Survey Respondents Share Feedback

  • “New order entries are within the forecast. We have increased requests from customers to get their orders sooner. Transit time on imports seems to be longer.” (Machinery)
  • “We are starting to institute more permanent changes due to the tariff environment. This includes reduction of staff, new guidance to shareholders, and development of additional offshore manufacturing that would have otherwise been for U.S. export.” (Transportation Equipment)
  • “Tariffs and economic uncertainty continue to weigh on demand for adhesives and sealants, which are primarily used in building construction.” (Chemical Products)
  • “No major changes at this time, but going into 2026, we expect to see big changes with cash flow and employee head count. The company has sold off a big part of the business that generated free cash while offering voluntary severance packages to anyone.” (Petroleum & Coal Products)
  • “Business conditions remain soft as a result of higher costs from tariffs, the government shutdown, and increased global uncertainty.” (Miscellaneous Manufacturing)
  • “The unstable market has made pricing fluctuate in a very volatile way; I have had to reduce suppliers for raw materials to maintain a better direct cost structure.
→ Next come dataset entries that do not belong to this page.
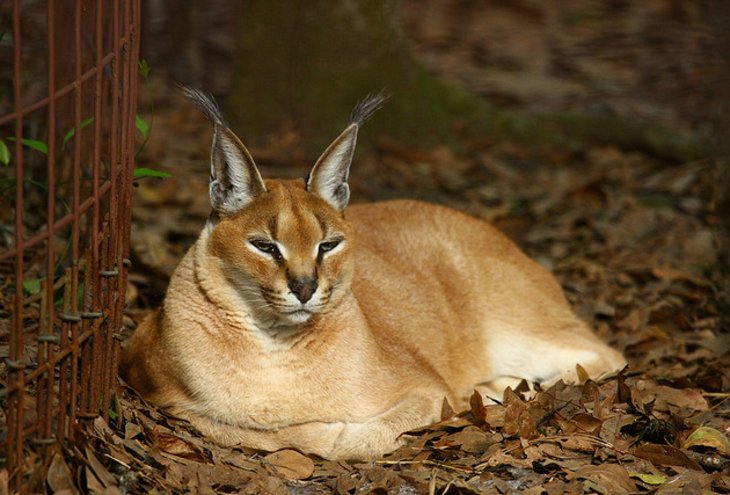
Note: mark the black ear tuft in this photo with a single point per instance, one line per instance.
(368, 106)
(205, 104)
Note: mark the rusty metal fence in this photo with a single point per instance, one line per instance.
(68, 91)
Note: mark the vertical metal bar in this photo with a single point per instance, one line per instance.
(50, 255)
(64, 403)
(77, 396)
(101, 361)
(16, 374)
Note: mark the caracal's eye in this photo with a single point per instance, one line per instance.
(267, 247)
(328, 246)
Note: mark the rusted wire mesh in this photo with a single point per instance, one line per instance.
(68, 90)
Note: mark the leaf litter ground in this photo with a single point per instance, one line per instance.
(639, 246)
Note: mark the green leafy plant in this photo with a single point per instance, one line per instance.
(4, 153)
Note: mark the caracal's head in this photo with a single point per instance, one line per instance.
(284, 245)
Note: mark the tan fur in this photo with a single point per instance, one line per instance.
(418, 303)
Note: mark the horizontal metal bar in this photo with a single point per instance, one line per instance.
(42, 236)
(61, 92)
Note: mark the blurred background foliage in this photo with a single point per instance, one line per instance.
(648, 75)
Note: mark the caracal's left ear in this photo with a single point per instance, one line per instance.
(234, 179)
(328, 178)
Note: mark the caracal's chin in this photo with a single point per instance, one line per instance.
(297, 317)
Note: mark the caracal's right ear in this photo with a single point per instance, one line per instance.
(234, 179)
(328, 178)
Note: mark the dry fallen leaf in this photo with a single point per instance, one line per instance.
(59, 476)
(291, 464)
(609, 479)
(665, 455)
(710, 438)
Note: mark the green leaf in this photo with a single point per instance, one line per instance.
(650, 479)
(144, 69)
(142, 126)
(4, 153)
(70, 134)
(33, 144)
(148, 172)
(32, 286)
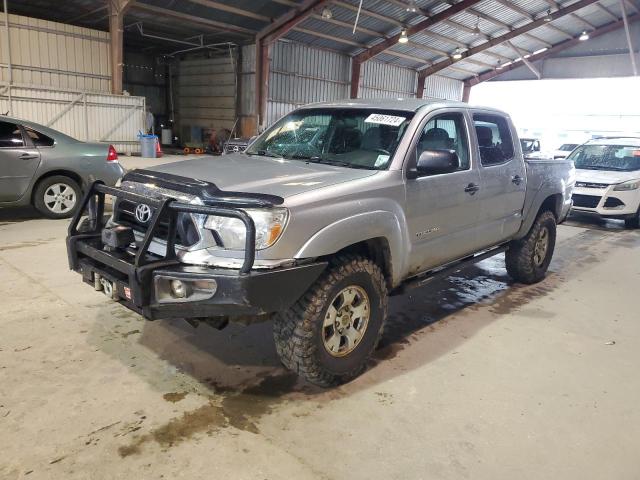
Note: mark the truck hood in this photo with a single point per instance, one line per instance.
(257, 174)
(603, 176)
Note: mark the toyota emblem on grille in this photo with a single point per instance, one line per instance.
(143, 213)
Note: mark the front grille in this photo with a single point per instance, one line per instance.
(235, 147)
(585, 201)
(186, 233)
(613, 202)
(591, 185)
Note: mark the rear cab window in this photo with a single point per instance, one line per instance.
(494, 139)
(10, 135)
(446, 132)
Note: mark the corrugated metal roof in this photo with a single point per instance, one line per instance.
(378, 20)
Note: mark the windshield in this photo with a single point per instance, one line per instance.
(529, 145)
(355, 138)
(620, 158)
(567, 147)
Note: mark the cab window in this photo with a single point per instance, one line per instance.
(446, 132)
(494, 139)
(10, 135)
(39, 139)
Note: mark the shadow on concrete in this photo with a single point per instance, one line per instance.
(18, 214)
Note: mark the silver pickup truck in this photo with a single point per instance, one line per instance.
(329, 211)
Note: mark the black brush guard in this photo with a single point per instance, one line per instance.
(242, 291)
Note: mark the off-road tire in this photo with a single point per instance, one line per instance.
(633, 222)
(519, 257)
(298, 331)
(41, 188)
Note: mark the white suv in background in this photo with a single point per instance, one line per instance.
(608, 179)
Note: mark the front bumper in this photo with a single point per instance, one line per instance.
(135, 277)
(605, 202)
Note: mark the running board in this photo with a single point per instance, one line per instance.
(447, 270)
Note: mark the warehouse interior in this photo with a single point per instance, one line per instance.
(476, 375)
(195, 62)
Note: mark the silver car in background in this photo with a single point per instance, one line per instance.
(45, 168)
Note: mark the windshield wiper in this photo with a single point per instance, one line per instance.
(337, 163)
(264, 153)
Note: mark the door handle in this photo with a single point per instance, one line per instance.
(472, 188)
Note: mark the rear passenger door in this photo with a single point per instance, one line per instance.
(19, 161)
(442, 210)
(502, 176)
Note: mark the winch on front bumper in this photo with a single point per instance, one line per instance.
(156, 286)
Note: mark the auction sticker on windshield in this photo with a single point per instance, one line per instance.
(392, 120)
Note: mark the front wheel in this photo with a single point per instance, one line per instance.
(528, 259)
(329, 334)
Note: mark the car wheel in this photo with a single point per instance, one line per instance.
(57, 197)
(329, 334)
(528, 259)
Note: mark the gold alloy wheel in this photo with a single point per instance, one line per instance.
(346, 321)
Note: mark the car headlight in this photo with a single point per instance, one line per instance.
(269, 223)
(626, 186)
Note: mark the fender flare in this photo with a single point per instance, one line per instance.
(359, 228)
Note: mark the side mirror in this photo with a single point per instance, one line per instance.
(434, 162)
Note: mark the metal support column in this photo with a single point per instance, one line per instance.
(8, 40)
(632, 54)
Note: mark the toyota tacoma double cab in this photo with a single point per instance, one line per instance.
(327, 213)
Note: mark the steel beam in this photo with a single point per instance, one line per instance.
(508, 36)
(610, 27)
(529, 65)
(632, 54)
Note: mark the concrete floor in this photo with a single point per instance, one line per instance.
(476, 378)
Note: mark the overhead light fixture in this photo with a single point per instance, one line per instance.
(476, 31)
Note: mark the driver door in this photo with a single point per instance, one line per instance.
(18, 162)
(443, 210)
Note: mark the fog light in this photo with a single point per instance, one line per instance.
(178, 289)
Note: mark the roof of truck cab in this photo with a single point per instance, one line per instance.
(402, 104)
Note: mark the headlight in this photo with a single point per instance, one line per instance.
(626, 186)
(232, 232)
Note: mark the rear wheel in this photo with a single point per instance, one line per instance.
(328, 335)
(57, 197)
(528, 259)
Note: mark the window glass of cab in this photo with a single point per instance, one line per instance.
(10, 135)
(494, 139)
(39, 139)
(446, 132)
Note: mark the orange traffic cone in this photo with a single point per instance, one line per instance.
(158, 149)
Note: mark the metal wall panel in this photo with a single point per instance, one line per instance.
(114, 119)
(387, 81)
(54, 54)
(436, 86)
(206, 93)
(300, 74)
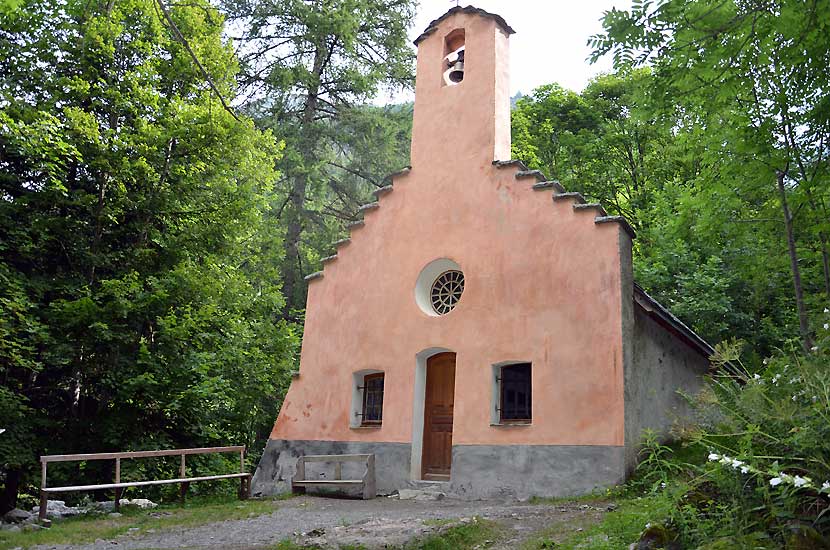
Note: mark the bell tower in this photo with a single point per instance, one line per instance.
(462, 91)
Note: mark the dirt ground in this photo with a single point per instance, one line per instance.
(380, 523)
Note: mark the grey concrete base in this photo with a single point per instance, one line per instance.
(478, 471)
(279, 463)
(524, 471)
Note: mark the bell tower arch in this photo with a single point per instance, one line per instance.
(462, 91)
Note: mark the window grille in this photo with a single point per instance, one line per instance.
(446, 291)
(372, 414)
(515, 393)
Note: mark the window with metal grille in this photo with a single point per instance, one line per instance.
(515, 393)
(372, 399)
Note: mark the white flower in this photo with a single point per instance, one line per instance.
(799, 481)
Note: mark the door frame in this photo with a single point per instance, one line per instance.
(418, 404)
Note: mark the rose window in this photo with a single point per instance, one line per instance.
(446, 291)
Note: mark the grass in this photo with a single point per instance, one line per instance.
(460, 537)
(197, 511)
(617, 529)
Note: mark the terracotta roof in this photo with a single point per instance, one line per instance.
(433, 26)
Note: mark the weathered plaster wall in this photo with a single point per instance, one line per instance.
(663, 364)
(479, 471)
(543, 285)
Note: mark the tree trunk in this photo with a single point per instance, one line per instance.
(825, 262)
(293, 272)
(803, 322)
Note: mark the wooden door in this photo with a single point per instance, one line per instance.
(438, 408)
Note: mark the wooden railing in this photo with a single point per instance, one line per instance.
(119, 486)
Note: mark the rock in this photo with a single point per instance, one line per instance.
(17, 516)
(109, 505)
(657, 536)
(57, 509)
(416, 494)
(142, 503)
(428, 495)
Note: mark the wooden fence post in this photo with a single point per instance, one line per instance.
(44, 502)
(185, 484)
(118, 490)
(243, 482)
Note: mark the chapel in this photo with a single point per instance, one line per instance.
(480, 329)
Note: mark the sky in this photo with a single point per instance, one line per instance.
(550, 40)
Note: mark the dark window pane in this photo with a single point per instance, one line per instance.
(373, 398)
(516, 392)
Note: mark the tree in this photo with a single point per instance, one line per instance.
(754, 74)
(306, 64)
(140, 292)
(700, 246)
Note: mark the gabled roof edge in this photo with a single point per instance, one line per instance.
(666, 318)
(433, 26)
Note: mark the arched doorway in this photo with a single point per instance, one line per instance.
(438, 415)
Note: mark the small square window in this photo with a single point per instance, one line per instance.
(515, 393)
(372, 414)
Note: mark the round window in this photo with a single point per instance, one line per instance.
(446, 291)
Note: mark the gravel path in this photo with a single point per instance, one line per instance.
(379, 523)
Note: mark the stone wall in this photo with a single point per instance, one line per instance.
(663, 365)
(478, 471)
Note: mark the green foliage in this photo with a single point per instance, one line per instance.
(657, 466)
(618, 529)
(138, 268)
(306, 68)
(753, 76)
(766, 483)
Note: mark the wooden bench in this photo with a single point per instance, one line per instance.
(366, 484)
(119, 486)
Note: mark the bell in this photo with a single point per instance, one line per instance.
(457, 73)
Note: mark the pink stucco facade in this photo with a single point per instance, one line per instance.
(537, 273)
(545, 283)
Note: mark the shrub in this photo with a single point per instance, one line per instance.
(766, 433)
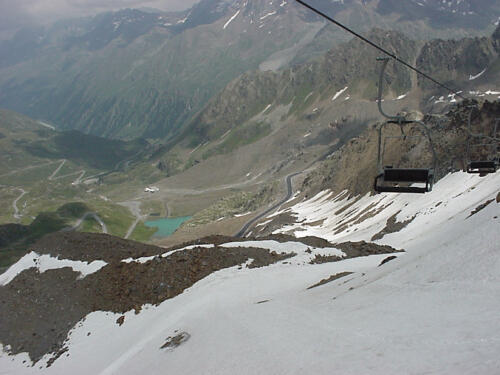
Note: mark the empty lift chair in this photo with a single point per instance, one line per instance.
(401, 180)
(489, 160)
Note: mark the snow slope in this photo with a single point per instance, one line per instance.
(46, 262)
(434, 310)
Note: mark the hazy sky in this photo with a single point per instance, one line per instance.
(14, 13)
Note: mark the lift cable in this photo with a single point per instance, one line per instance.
(318, 12)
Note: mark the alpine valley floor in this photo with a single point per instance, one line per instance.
(433, 309)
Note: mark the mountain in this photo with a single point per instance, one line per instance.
(44, 173)
(252, 304)
(132, 73)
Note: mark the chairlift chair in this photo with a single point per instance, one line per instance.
(401, 180)
(484, 142)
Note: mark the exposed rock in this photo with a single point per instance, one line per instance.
(330, 279)
(392, 226)
(38, 309)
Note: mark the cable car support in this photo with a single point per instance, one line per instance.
(401, 180)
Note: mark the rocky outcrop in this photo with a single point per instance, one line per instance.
(354, 166)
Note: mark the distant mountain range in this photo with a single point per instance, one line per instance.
(132, 73)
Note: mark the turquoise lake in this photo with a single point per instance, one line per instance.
(166, 226)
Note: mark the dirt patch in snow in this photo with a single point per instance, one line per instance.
(175, 341)
(392, 226)
(363, 249)
(388, 259)
(88, 247)
(330, 279)
(354, 250)
(38, 310)
(481, 207)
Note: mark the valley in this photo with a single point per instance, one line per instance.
(200, 184)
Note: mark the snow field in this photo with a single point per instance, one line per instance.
(46, 262)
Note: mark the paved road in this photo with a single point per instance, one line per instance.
(14, 204)
(289, 194)
(51, 177)
(135, 208)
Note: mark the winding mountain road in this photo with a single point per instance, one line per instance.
(14, 204)
(135, 208)
(289, 194)
(51, 177)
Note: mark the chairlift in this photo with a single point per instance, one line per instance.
(401, 180)
(490, 145)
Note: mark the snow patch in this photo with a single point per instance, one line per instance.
(473, 77)
(47, 262)
(231, 19)
(338, 93)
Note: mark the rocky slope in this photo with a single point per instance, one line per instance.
(354, 166)
(130, 275)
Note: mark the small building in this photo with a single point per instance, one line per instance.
(151, 189)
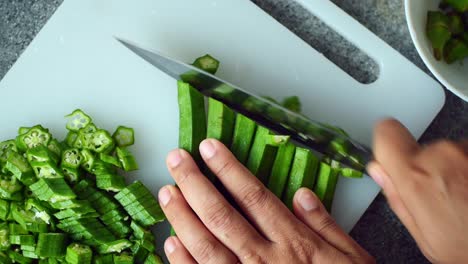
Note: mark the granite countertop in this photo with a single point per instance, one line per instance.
(379, 231)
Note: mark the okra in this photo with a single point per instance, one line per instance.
(192, 119)
(124, 136)
(281, 167)
(126, 158)
(221, 121)
(78, 254)
(51, 245)
(207, 63)
(20, 168)
(52, 190)
(77, 120)
(114, 246)
(244, 132)
(263, 152)
(36, 136)
(303, 174)
(4, 209)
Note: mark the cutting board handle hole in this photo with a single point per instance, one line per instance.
(327, 41)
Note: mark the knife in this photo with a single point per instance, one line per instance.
(319, 137)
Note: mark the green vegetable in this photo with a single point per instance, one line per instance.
(71, 138)
(351, 173)
(4, 237)
(110, 159)
(110, 182)
(192, 119)
(292, 103)
(51, 245)
(455, 50)
(124, 136)
(71, 158)
(123, 258)
(220, 122)
(303, 174)
(20, 168)
(4, 209)
(78, 254)
(153, 259)
(114, 246)
(88, 159)
(281, 167)
(207, 63)
(438, 32)
(140, 204)
(46, 169)
(104, 259)
(36, 136)
(77, 120)
(16, 257)
(25, 240)
(455, 24)
(10, 190)
(52, 190)
(5, 148)
(326, 184)
(55, 147)
(244, 133)
(101, 141)
(5, 259)
(41, 153)
(263, 152)
(126, 158)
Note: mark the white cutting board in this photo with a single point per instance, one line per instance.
(74, 62)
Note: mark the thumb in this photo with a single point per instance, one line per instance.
(309, 209)
(394, 199)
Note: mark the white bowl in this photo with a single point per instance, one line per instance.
(455, 76)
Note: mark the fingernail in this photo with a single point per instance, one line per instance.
(164, 196)
(174, 159)
(170, 246)
(307, 201)
(207, 149)
(377, 174)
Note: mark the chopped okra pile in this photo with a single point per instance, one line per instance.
(67, 201)
(276, 160)
(447, 29)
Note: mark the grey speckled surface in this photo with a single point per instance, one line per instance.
(379, 231)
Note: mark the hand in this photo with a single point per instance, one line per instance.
(210, 230)
(427, 187)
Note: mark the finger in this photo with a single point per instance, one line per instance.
(441, 157)
(394, 149)
(202, 245)
(176, 252)
(311, 212)
(217, 215)
(394, 199)
(263, 208)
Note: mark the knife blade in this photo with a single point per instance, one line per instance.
(320, 137)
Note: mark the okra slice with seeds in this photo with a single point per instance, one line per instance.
(36, 136)
(77, 120)
(124, 136)
(71, 158)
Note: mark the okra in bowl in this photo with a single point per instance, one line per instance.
(439, 44)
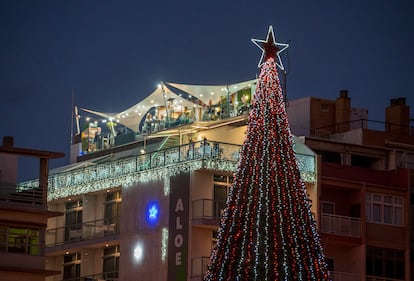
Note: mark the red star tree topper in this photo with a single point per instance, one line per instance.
(267, 231)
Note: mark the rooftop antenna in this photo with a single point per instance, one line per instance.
(71, 123)
(285, 73)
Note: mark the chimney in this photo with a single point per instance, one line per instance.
(8, 141)
(397, 117)
(342, 112)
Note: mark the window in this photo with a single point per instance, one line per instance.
(221, 188)
(324, 107)
(384, 262)
(330, 264)
(328, 207)
(73, 220)
(71, 266)
(363, 161)
(111, 262)
(214, 239)
(384, 208)
(112, 209)
(330, 156)
(19, 240)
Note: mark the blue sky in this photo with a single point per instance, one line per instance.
(113, 53)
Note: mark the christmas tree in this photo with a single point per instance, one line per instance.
(267, 231)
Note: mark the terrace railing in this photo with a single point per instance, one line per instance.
(341, 225)
(216, 154)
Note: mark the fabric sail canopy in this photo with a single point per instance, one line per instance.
(174, 94)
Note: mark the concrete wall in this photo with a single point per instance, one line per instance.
(135, 231)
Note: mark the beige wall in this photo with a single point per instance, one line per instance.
(349, 259)
(135, 230)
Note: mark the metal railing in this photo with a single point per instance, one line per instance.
(14, 194)
(199, 266)
(341, 225)
(104, 276)
(377, 278)
(82, 231)
(344, 276)
(208, 209)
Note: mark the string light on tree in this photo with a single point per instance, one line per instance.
(267, 231)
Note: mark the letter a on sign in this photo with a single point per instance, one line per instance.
(179, 206)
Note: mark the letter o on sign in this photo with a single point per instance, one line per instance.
(178, 240)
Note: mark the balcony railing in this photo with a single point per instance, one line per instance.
(104, 276)
(376, 278)
(208, 209)
(345, 276)
(83, 231)
(341, 225)
(15, 195)
(216, 155)
(199, 266)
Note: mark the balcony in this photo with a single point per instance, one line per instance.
(345, 276)
(341, 225)
(193, 156)
(104, 276)
(15, 195)
(199, 267)
(377, 278)
(83, 231)
(207, 212)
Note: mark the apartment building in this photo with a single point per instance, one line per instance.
(145, 203)
(366, 181)
(23, 216)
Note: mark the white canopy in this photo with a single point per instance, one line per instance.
(184, 95)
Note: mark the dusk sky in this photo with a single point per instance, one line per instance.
(114, 53)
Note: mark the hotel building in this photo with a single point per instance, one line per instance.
(143, 195)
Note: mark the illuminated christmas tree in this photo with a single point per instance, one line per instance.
(267, 231)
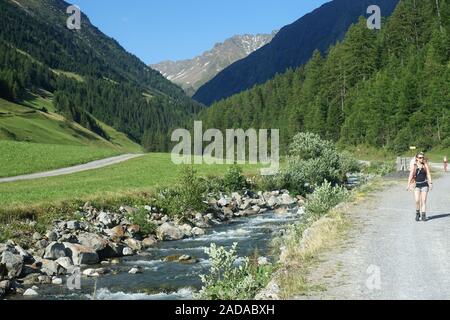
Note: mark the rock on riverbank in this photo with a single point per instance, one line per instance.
(96, 235)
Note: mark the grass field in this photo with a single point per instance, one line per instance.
(19, 158)
(140, 174)
(27, 123)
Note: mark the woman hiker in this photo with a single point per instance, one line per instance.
(420, 181)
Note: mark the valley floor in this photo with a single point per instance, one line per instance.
(389, 255)
(79, 168)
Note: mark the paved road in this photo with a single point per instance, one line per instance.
(82, 167)
(389, 255)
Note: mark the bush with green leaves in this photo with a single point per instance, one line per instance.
(186, 197)
(380, 168)
(228, 280)
(234, 180)
(306, 146)
(324, 198)
(312, 161)
(141, 217)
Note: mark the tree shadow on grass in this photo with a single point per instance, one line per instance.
(439, 216)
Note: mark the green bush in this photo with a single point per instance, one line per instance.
(141, 218)
(212, 184)
(186, 197)
(234, 180)
(227, 281)
(323, 199)
(306, 146)
(380, 168)
(312, 161)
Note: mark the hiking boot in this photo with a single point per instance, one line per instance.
(424, 217)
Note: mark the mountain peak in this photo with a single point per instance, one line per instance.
(191, 74)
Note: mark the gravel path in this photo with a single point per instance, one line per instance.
(389, 255)
(82, 167)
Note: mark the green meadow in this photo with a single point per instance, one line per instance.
(143, 174)
(19, 158)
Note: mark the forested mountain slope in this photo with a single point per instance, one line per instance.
(292, 47)
(90, 74)
(388, 88)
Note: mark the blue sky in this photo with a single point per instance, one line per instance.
(181, 29)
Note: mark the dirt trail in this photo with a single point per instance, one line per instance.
(82, 167)
(389, 255)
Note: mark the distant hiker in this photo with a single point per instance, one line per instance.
(420, 180)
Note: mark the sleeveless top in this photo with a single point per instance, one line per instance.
(421, 176)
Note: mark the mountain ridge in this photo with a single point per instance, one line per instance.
(191, 74)
(291, 47)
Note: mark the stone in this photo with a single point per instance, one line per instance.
(172, 258)
(5, 287)
(30, 293)
(112, 250)
(31, 279)
(30, 269)
(106, 219)
(51, 268)
(93, 241)
(13, 263)
(116, 234)
(169, 232)
(127, 251)
(246, 204)
(73, 225)
(26, 256)
(184, 257)
(287, 200)
(135, 270)
(187, 230)
(197, 232)
(134, 230)
(149, 242)
(41, 244)
(236, 196)
(228, 212)
(223, 202)
(66, 263)
(81, 254)
(54, 251)
(134, 244)
(51, 236)
(281, 210)
(68, 237)
(101, 271)
(43, 279)
(91, 273)
(37, 236)
(127, 209)
(273, 201)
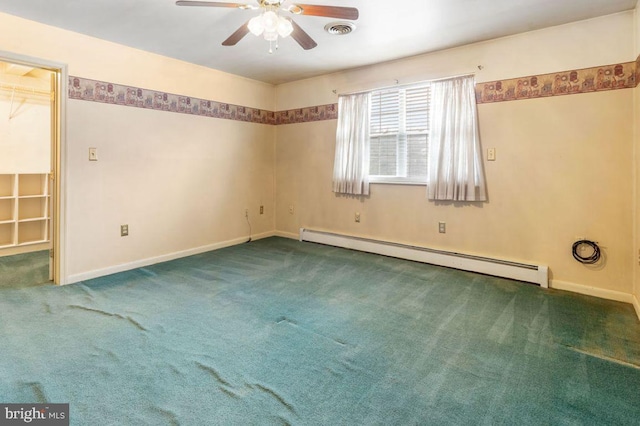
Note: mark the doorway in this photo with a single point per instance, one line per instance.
(31, 105)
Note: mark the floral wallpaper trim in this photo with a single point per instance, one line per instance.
(308, 114)
(608, 77)
(117, 94)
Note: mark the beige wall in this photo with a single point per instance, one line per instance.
(179, 181)
(563, 168)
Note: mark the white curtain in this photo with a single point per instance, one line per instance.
(455, 156)
(351, 164)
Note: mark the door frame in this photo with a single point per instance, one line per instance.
(58, 157)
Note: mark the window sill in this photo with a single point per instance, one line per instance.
(392, 181)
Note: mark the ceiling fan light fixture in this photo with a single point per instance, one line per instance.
(270, 21)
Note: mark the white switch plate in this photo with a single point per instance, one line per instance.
(491, 154)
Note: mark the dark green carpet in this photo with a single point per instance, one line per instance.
(282, 332)
(25, 270)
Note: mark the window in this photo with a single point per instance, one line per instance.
(399, 134)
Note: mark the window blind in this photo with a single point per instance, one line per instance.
(399, 122)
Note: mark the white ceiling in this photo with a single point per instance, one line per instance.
(386, 30)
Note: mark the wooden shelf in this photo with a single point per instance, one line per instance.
(24, 209)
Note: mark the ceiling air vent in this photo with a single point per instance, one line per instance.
(339, 28)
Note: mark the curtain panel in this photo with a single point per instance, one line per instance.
(455, 156)
(351, 164)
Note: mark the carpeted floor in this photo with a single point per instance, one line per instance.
(25, 270)
(282, 332)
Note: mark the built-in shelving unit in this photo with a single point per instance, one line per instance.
(24, 209)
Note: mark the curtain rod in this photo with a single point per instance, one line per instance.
(407, 84)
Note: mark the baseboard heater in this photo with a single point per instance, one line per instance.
(537, 274)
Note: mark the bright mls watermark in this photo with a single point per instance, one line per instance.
(34, 414)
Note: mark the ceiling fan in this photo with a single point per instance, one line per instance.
(271, 25)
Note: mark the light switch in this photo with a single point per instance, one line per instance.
(491, 154)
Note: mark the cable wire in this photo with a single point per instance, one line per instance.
(587, 260)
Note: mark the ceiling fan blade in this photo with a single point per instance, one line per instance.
(303, 39)
(237, 35)
(339, 12)
(214, 4)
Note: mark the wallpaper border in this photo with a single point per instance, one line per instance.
(117, 94)
(624, 75)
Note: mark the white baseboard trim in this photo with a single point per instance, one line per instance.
(290, 235)
(592, 291)
(162, 258)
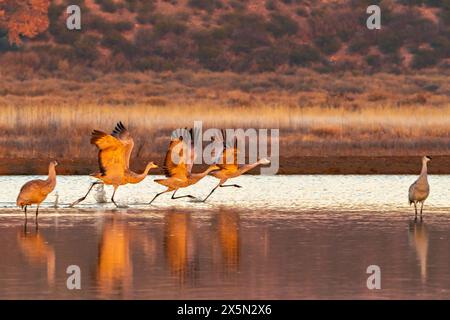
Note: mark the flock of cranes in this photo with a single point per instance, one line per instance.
(114, 152)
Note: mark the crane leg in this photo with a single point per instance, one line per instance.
(186, 196)
(83, 198)
(37, 213)
(415, 209)
(158, 194)
(204, 200)
(112, 198)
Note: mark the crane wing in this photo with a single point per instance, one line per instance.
(111, 155)
(121, 133)
(171, 169)
(228, 159)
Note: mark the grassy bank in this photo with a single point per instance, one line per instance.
(318, 115)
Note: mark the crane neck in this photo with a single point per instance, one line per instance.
(424, 168)
(51, 173)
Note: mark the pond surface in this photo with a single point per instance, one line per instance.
(281, 237)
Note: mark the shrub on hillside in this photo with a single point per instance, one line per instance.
(281, 25)
(303, 55)
(424, 58)
(328, 44)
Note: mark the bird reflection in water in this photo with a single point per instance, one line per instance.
(115, 269)
(418, 238)
(227, 225)
(37, 251)
(179, 246)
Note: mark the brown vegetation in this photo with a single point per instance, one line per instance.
(349, 115)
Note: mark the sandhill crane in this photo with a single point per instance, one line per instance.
(420, 189)
(114, 160)
(35, 191)
(179, 174)
(230, 169)
(100, 194)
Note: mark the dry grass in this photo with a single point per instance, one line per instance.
(379, 115)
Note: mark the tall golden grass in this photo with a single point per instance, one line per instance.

Reducing my suppliers has reduced the availability of some items and created longer lead times.” (Fabricated Metal Products)
  • “Business continues to be a struggle regarding long-term sourcing decisions based on tariffs and landing costs. External (or international) sourcing remains the lowest-cost solution compared to U.S. production/manufacturing. The delta is smaller now, reducing margins.” (Computer & Electronic Products)
  • “The government shutdown has impacted our access to agricultural data, impacting agricultural markets and, as a result, decisions we make. Optimism for a tariff exemption on palm oil percolated but hasn’t come to fruition at this time.” (Food, Beverage & Tobacco Products)
  • “Trade confusion. At any given point, trade with our international partners is clouded and difficult. Suppliers are finding more and more errors when attempting to export to the U.S. — before I even have the opportunity to import. Freight organizations are also having difficulties overseas, contending with changing regulations and uncertainty. Conditions are more trying than during the coronavirus pandemic in terms of supply chain uncertainty.” (Electrical Equipment, Appliances & Components)
  • “Domestic and export business have been lackluster. Our customers are taking prompt orders only and still don’t have confidence to build inventory, much less make expansion plans. In fact, most of any kind of ‘planning’ has been undermined by unpredictability due to inconsistent messaging from Washington. Artificial intelligence is in its infancy stages, producing confusing and most often inaccurate information. This also causes apprehensive consumer buying patterns, contributing to the challenge of forecasting demand.” (Wood Products)

Methodology: “The ISM Manufacturing PMI Report is based on data compiled from purchasing and supply executives nationwide. The composition of the Manufacturing Business Survey Panel is stratified according to the North American Industry Classification System (NAICS) and each of the following NAICS-based industries’ contribution to gross domestic product (GDP): Food, Beverage & Tobacco Products; Textile Mills; Apparel, Leather & Allied Products; Wood Products; Paper Products; Printing & Related Support Activities; Petroleum & Coal Products; Chemical Products; Plastics & Rubber Products; Nonmetallic Mineral Products; Primary Metals; Fabricated Metal Products; Machinery; Computer & Electronic Products; Electrical Equipment, Appliances & Components; Transportation Equipment; Furniture & Related Products; and Miscellaneous Manufacturing (products such as medical equipment and supplies, jewelry, sporting goods, toys and office supplies). The data are weighted based on each industry’s contribution to GDP. According to U.S. Bureau of Economic Analysis (BEA) estimates (the average of the fourth quarter 2023 GDP estimate and the GDP estimates for first, second, and third quarter 2024, as released on December 19, 2024), the six largest manufacturing industries are: Chemical Products; Transportation Equipment; Computer & Electronic Products; Food, Beverage & Tobacco Products; Machinery; and Petroleum & Coal Products.”